Qui trop embrasse mal étreint : on ne peut tout vouloir, tout de suite, sans prendre de gros risques. Yann Piat a probablement été assassinée pour ne pas avoir compris que le milieu dans lequel elle évoluait depuis 1989 n'était pas aussi chevaleresque que celui qu'elle avait connu dans sa jeunesse.

Yann Piat s'était d'elle-même placée en dehors du Front National. Elle avait cru pouvoir mieux réussir que dans nos rangs. Pour nous, elle était devenue une adversaire, au même titre que les représentants de la Bande des Quatre. Avec en outre, un handicap majeur ; elle avait trahi la confiance des électeurs et des militants de notre mouvement. Brutalement, elle avait ainsi perdu notre amitié. L'indifférence teintée de tristesse, constituait à notre sens la meilleure réponse à une telle attitude.

Ses nouveaux amis politiques se sont montrés moins généreux. Qui a réellement armé le bras des tueurs ? Qui a réellement commandité le crime ? Quels en étaient les vrais mobiles ? De telles questions s'avèrent à l'évidence bien gênantes pour l'Établissement, car elles révèlent l'extraordinaire degré de pourrissement de notre société, et mettent en plein jour les sordides imbrications, existant entre le monde politique et la voyoucratie. Étrange milieu que celui où les magistrats s'acoquinent avec les tueurs, où les édiles fréquentent marlous et barbeaux !

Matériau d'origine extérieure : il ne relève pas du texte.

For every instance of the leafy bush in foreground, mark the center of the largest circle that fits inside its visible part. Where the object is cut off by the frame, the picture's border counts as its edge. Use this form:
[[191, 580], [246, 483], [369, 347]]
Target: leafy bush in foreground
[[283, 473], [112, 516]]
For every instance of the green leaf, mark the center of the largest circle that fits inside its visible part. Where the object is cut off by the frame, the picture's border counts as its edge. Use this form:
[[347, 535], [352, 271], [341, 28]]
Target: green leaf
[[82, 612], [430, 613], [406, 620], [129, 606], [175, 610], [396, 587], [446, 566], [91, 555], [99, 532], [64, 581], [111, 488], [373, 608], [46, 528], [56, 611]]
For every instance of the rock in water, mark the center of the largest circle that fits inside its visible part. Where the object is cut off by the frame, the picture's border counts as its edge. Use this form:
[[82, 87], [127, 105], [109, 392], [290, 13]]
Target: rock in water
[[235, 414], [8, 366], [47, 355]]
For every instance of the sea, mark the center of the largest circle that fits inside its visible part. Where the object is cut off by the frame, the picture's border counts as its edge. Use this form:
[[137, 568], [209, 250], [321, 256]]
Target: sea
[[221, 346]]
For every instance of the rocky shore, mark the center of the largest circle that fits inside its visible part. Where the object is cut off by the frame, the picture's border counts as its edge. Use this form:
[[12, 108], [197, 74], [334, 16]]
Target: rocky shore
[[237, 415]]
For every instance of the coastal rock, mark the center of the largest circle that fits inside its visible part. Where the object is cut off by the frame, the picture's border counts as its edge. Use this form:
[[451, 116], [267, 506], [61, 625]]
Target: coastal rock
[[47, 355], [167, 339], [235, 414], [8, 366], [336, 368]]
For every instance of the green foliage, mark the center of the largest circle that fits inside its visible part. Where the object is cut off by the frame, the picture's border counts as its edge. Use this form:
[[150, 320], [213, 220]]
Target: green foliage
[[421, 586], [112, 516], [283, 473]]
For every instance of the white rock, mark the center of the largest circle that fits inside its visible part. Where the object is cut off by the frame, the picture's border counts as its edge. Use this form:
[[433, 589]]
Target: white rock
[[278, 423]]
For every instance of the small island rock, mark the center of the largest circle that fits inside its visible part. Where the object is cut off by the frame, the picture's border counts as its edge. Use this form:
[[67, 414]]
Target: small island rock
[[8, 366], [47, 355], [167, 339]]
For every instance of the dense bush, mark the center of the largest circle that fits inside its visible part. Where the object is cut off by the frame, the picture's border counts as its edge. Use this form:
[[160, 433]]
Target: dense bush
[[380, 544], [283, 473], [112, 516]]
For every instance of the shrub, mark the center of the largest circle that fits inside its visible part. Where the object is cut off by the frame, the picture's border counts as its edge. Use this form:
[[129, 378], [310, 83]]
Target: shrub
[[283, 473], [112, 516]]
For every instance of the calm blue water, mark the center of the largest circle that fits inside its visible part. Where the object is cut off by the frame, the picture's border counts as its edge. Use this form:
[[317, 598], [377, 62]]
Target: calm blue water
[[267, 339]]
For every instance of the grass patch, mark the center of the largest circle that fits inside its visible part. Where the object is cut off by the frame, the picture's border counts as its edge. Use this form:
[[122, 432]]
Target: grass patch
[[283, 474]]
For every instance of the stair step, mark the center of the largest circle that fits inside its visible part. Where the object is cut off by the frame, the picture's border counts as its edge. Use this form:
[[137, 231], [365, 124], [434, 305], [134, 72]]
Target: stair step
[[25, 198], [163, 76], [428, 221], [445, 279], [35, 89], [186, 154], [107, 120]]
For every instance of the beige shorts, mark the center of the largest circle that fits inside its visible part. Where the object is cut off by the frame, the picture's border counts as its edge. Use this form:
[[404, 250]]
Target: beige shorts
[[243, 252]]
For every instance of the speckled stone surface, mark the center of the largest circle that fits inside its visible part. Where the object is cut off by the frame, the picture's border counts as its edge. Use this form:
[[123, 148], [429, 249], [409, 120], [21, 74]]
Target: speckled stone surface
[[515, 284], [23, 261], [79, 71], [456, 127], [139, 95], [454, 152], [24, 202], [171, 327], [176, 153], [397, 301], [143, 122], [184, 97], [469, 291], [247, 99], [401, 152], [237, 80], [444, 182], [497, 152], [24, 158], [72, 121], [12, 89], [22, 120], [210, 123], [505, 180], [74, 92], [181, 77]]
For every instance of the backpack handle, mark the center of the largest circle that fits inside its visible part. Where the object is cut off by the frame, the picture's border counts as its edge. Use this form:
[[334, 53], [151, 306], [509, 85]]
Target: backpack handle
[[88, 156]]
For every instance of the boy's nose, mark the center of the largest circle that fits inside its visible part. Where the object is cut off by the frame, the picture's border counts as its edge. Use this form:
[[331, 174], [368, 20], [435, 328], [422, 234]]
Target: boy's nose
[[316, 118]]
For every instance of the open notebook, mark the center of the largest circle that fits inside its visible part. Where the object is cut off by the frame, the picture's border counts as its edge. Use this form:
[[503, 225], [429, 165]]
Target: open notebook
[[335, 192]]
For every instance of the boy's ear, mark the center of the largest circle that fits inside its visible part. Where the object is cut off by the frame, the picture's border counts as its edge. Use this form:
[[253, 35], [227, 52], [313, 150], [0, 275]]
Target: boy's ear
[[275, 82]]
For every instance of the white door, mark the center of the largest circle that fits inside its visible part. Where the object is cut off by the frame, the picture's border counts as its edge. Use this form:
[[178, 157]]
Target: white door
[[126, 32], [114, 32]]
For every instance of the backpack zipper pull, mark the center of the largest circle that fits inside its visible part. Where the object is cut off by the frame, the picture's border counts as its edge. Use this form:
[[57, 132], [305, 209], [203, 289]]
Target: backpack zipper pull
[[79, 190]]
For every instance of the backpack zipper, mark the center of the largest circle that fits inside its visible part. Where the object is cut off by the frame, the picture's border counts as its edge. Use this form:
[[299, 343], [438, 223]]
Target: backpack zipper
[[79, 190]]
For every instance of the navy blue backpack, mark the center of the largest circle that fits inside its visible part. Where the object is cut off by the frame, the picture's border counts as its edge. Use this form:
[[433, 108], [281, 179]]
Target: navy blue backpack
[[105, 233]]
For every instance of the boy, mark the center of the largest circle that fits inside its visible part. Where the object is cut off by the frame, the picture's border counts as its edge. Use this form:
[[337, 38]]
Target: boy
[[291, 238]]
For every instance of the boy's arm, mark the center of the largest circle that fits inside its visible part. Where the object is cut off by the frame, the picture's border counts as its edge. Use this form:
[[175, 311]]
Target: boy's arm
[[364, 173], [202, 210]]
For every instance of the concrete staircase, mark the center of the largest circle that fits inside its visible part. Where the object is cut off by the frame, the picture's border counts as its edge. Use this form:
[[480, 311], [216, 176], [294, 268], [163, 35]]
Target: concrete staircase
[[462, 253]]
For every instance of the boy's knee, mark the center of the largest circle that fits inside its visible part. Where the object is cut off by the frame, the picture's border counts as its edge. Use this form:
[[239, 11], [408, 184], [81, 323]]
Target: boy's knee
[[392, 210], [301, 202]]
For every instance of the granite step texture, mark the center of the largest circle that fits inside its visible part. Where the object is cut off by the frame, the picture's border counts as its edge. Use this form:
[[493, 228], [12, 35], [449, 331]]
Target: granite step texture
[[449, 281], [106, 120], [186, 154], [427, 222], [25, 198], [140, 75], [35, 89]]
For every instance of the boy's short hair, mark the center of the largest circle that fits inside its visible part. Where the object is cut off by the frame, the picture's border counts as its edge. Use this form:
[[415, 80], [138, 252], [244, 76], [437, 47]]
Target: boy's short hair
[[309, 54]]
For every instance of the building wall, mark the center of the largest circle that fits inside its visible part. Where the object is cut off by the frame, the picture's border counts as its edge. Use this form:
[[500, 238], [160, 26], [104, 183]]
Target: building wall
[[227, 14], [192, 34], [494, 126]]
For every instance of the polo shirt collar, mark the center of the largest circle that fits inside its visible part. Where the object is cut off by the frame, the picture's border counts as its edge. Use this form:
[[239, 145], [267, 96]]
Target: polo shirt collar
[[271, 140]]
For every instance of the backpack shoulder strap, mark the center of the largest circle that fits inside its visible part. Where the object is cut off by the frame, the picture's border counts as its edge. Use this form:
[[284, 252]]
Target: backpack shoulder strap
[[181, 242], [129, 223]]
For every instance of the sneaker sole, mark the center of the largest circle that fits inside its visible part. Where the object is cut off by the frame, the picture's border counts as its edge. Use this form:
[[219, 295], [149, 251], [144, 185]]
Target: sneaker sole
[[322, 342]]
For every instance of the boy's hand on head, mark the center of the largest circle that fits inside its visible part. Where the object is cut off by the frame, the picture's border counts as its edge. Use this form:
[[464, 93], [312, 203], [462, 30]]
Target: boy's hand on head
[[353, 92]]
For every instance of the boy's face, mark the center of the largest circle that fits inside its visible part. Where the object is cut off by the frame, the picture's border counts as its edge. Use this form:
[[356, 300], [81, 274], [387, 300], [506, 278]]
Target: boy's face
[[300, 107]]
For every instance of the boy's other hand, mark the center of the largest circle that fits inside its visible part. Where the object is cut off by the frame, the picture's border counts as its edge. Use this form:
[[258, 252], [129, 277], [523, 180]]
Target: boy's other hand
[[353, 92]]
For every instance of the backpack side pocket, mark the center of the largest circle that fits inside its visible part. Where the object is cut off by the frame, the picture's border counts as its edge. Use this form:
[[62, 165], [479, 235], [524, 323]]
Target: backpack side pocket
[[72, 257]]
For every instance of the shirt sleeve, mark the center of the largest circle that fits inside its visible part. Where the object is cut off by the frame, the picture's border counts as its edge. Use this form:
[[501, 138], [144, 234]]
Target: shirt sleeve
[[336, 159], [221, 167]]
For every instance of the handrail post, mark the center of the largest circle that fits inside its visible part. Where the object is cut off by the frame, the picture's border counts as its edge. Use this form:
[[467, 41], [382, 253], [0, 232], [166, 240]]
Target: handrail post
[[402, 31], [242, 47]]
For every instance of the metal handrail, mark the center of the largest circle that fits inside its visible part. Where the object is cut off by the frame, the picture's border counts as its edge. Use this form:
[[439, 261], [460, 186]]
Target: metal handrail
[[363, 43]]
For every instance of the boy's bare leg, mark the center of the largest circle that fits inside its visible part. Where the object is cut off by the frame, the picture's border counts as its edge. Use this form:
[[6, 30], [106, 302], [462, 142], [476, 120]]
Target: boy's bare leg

J'emploie le mot « milieu » à dessein, tant il est vrai que sur le pourtour de la Méditerranée, le monde politicien, et spécialement celui de la majorité, se trouve étroitement mêlé à la pègre. Les responsables du RPR et de l'UDF qui tiennent conseil régionaux, conseils généraux et mairies, de Nice à Perpignan, en savent long sur le sujet. À vrai dire, ce curieux mariage entre gangsters et élus locaux n'est pas nouveau. Lors de la fin de l'Algérie française, les barbouzes gaullistes n'hésitaient pas à faire appel aux services de voyous de toutes sortes dans leur lutte contre l'OAS. Le SAC devait poursuivre ces sinistres activités jusqu'à ce que la tuerie d'Auriol émeuve l'opinion publique. Mais il est vrai que depuis, certains de ses anciens dirigeants ont pris du galon et ont été appelés aux plus hautes fonctions ministérielles…

« On » a beau y parler sans cesse des droits de l'homme, « on » a beaucoup tué sous la Vème République. Des ministres Boulin, De Broglie, Fontanet, aux « suicidés » en série de la Cogedim et de la Tour de la Défense, en passant par les morts inexpliquées par Pierre Bérégovoy ou François Duprat, du Général Audran ou de Xavier de la Fournière, de Patrice Pelat ou d'Alain Mayoud, etc… La République si prompte dans l'énoncé des grands principes se trouve étrangement muette. Quant aux véritables responsables, ils ne sont bien sûr jamais arrêtés !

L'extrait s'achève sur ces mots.